I'm only bleeding, man

Today was rough. I have tendinitis in both my wrists, the product of working eight hours a day at a computer with no other duties but to edit the copy. Spent a year with doctors and physcial therapy before they decided, meh, you just have to live with it. And today my wrists hurt. BAD. And this is before I've even left for work, and eight hours of wrist torture.

Days like this, when I am in pain and angry and frustrated and just so fucking tired of it, that all I want to do at work is put on headphones and not interact with anyone, just do my job and go home.

But copy desks don't work like that. It's a big collaborative process. You need to be able to hear what is going on; people need to be able to get your attention. You can't tune it out, because you can't do your job.

And so days like this are the rare ones that I am glad I have a long drive to work in traffic, because I can listen to music, cranked all the way up, and sing at the top of my lungs and just vent. And 45 minutes later, I arrive at work, and I am calm. I am still aching and angry and frustrated but now it's at a simmer, not a boil, and I can do my job.

Today I just put The Gaslight Anthem, my favorite band, on random.
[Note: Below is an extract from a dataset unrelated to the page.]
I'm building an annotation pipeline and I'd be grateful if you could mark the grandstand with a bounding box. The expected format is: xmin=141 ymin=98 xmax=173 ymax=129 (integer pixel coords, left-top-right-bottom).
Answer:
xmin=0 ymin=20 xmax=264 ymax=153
I know all the words. I know all the notes. I can rock out completely, which is what I need. And one song popped up, "We're Getting a Divorce, You Keep the Diner." One verse, an echo of the Dylan song "It's All Right Ma, I'm Only Bleeding," was perfect for how I was feeling, the perfect mantra for days like these:

It's all right, man. I'm only bleeding, man. Stay hungry, stay free, And do the best you can.